Looks like we are going to be performing at a local venue sometime in the near future, it is like a chill out bar/ coffee lounge and at the moment they have quite a few bands playing, but they are mainly jazz and blues bands, so we will have something different to offer, which will be good and if it turns into a regular slot then we can build up a bigger following as well. So looks like I will be starting to rehearse again pretty soon.
Must get ready now, I have to catch the train into London today, at least I can get a lift to the station which will save me some time! Have a fun Friday !!

Tuesday, June 03, 2008

Important message about competition

Hi everyone,before I go any further, Gerald accidentally deleted all emails in our spam folder this morning and therefore some competition entries might have been deleted. If you sent your entry to us yesterday, please send it again, we would hate to miss out on seeing any.
I got up this morning, drove my mum somewhere and then came back and went running, I just couldn't put it off any longer, I haven't been for days because of the weather.Needless to say I came back all wet, covered in mud and grass, but feeling good, there's nothing like physical exertion to lift your spirits.
I am meeting my sister again today. Last time we met we were meant to go shopping , it was so crowded we ended up sitting outside in a restaurant all afternoon. I am still searching for certain items, I am in love with the colour orange and would love to get an orange handbag and shoes. Maybe I will find something today...We'll probably just end up in a coffee shop all afternoon. I am looking forward to seeing her anyway, she has been a little crazy in her life, but always my favourite and the one I can identify most with. Will let you know how it all goes.

Monday, June 02, 2008

Will it ever stop raining?

It's been an eventful few days as usual. The roofer came round to fix the leak, in common with most of the workmen that come round here,he seemed to make everything worse, even left a large lump of concrete in the gutter, which yours truly had to remove first thing yesterday morning, before it rained again and the gutter snapped. What is it with people that they give such a shoddy service? I'm still trying to get used to all these maintenance issues with big houses.
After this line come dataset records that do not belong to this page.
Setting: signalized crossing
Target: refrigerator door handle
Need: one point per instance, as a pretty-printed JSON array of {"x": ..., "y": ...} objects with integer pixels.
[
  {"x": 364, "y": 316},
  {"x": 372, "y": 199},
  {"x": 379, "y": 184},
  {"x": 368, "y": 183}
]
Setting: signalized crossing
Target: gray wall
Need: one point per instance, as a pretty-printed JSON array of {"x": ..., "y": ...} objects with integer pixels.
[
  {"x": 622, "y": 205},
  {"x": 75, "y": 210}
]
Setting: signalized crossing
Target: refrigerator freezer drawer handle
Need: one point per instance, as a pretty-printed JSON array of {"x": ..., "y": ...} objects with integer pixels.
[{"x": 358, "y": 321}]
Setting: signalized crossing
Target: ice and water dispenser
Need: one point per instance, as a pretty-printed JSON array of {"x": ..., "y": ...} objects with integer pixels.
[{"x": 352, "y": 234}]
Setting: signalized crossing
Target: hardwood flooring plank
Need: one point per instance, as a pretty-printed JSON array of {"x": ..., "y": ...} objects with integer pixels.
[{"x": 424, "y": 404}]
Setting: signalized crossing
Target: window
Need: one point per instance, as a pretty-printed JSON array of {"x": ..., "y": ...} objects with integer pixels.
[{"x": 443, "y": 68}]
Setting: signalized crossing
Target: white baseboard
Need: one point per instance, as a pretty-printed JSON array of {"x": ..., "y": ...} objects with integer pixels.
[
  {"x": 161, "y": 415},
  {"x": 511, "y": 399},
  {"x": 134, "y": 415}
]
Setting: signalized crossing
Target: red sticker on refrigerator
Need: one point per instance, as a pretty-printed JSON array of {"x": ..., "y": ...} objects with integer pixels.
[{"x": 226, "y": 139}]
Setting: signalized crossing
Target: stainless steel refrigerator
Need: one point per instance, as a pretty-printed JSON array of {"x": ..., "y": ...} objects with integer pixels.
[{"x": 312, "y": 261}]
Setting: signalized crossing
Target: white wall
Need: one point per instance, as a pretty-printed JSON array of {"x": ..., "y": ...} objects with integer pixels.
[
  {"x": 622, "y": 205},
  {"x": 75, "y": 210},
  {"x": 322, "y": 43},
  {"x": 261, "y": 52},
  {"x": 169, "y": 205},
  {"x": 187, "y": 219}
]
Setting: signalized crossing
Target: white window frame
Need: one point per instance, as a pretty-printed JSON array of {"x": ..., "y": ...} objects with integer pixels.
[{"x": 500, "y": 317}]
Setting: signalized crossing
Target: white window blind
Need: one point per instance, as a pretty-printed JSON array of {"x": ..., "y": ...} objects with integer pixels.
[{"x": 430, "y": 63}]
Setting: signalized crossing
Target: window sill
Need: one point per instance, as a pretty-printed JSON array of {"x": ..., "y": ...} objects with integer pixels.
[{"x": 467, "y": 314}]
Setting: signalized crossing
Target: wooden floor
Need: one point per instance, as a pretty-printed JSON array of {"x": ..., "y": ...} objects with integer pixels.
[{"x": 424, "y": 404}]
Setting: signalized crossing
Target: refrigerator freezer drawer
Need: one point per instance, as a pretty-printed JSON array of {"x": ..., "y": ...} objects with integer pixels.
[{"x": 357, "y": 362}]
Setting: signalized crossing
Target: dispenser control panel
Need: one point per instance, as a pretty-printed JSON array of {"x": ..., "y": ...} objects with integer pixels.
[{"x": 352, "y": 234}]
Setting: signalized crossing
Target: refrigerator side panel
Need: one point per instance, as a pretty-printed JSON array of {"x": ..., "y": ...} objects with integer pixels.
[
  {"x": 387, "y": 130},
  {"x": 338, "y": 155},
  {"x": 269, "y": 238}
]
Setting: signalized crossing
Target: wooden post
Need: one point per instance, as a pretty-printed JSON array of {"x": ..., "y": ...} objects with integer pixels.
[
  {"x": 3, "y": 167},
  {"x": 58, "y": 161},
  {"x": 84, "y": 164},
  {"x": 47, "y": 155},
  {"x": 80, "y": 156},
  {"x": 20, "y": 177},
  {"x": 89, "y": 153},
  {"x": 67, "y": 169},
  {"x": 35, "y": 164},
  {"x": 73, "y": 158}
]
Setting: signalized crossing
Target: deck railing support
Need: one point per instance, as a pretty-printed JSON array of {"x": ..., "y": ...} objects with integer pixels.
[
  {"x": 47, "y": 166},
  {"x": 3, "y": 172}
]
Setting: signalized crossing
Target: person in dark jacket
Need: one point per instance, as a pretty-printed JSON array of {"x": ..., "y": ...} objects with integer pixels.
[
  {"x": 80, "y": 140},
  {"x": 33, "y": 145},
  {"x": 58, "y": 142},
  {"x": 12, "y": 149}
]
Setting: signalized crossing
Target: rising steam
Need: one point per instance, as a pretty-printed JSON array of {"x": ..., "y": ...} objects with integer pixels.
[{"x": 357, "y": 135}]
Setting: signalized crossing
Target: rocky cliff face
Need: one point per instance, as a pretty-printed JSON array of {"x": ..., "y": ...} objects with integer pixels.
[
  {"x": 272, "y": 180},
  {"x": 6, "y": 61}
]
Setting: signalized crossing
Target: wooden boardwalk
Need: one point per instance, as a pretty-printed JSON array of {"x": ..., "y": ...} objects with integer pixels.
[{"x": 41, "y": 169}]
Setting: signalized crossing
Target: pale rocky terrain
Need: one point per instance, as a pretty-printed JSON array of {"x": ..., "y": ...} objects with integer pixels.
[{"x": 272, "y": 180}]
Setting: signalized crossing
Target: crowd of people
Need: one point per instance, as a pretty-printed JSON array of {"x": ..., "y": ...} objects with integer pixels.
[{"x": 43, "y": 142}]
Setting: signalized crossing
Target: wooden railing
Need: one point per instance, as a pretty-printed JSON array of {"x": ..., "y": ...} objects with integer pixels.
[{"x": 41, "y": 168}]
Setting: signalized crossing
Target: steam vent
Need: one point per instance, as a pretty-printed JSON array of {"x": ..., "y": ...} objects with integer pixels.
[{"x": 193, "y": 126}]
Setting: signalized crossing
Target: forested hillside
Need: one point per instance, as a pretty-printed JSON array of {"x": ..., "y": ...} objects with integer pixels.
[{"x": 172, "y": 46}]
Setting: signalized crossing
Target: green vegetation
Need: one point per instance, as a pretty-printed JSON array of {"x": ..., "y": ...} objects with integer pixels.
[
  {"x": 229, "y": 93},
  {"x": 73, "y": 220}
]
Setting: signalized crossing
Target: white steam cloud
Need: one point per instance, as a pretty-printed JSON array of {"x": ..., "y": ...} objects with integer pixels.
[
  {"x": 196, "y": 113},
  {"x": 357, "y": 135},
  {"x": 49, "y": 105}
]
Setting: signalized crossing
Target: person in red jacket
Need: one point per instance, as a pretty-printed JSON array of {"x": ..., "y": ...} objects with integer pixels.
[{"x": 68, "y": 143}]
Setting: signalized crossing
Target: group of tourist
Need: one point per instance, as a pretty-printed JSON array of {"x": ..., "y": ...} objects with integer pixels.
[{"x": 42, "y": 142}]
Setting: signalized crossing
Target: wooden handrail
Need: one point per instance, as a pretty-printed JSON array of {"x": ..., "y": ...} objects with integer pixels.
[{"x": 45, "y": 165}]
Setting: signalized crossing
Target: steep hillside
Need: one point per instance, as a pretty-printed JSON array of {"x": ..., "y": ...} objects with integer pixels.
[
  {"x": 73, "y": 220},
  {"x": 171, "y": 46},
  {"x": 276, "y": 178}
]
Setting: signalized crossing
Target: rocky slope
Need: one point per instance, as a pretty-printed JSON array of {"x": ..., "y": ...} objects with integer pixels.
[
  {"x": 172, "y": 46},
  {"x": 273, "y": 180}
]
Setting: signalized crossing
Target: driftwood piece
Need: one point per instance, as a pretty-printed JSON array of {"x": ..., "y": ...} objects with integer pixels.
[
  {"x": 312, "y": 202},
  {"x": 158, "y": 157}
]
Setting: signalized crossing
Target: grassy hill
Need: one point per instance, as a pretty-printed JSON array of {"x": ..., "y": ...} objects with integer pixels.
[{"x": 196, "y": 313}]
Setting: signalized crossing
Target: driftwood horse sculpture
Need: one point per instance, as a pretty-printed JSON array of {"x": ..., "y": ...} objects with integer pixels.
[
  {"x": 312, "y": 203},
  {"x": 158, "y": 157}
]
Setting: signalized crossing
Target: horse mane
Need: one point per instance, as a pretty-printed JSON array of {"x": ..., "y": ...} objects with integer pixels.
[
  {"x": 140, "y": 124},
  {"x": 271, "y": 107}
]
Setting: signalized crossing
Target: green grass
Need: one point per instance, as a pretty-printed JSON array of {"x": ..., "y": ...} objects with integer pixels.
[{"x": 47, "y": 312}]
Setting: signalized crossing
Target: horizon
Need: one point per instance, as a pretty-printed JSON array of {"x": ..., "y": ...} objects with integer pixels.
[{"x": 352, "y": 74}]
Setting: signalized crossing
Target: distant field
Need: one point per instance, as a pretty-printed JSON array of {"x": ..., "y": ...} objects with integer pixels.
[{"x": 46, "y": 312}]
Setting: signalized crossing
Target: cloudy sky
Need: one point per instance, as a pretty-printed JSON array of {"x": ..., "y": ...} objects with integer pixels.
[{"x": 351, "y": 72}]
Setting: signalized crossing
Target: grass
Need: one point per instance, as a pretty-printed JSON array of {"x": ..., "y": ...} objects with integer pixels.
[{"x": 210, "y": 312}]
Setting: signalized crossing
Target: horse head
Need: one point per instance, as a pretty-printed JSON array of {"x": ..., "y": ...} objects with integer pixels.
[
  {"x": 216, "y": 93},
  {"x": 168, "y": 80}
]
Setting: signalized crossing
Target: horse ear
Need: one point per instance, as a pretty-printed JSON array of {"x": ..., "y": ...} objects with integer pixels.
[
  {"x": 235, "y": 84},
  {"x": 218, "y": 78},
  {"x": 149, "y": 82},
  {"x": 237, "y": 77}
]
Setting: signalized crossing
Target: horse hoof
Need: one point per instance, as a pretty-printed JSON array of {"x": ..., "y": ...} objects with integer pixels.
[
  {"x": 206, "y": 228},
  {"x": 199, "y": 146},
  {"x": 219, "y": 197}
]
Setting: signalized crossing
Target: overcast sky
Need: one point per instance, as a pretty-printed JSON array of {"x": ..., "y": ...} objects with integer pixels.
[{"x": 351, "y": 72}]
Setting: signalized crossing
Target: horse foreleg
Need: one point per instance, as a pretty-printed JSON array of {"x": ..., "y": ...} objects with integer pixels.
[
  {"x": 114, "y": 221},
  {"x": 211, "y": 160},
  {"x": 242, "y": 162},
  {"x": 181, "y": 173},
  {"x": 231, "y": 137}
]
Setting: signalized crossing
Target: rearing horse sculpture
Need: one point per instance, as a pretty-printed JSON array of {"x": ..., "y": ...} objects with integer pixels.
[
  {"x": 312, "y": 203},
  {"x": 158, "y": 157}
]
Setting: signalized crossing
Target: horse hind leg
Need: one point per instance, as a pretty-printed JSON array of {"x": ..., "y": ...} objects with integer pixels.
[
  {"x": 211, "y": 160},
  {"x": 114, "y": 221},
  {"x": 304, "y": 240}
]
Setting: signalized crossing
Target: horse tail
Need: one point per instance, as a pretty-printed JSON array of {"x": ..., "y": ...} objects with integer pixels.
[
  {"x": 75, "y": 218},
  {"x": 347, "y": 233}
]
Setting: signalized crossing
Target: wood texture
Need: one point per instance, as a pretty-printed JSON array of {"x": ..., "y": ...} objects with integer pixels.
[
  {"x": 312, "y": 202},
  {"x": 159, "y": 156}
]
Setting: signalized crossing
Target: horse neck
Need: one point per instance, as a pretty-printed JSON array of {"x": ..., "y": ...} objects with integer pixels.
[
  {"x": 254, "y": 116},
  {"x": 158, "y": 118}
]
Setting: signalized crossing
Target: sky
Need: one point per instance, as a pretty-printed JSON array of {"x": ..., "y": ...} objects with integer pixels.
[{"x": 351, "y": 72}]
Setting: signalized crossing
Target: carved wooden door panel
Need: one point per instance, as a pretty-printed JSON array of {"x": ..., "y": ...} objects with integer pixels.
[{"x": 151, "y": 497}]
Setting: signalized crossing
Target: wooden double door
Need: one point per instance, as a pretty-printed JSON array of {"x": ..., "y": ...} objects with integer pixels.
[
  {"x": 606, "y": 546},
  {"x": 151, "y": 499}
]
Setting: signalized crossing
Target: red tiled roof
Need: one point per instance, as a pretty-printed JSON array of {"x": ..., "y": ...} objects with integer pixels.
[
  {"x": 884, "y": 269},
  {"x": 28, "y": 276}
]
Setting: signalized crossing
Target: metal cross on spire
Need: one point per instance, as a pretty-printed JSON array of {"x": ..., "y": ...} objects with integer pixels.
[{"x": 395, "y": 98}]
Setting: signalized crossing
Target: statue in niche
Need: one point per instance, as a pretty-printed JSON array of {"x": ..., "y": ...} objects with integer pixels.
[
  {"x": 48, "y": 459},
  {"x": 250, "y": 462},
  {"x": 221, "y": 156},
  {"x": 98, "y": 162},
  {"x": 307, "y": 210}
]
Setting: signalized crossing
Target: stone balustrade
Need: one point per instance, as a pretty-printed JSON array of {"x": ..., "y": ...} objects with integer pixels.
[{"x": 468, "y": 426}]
I can understand why people buy newly built properties, but then you have to compromise on character. I just find it a bit overwhelming at times. In fact it's one of those afternoons where it is quite dark because of the rain and I just feel like cosying up in bed, having a lovely siesta. I'm yawning already!
Thanks to all of you who have sent in your entries for the competition, we even have a prospective entry from a four-year old! Still a few more days left before we announce the winner.
Trying to think of somewhere inspiring to go on our summer hols! As long as it is hot there and the beaches are nice, we are open to suggestions and if anyone has an island they would let us have the use of, it would be much appreciated.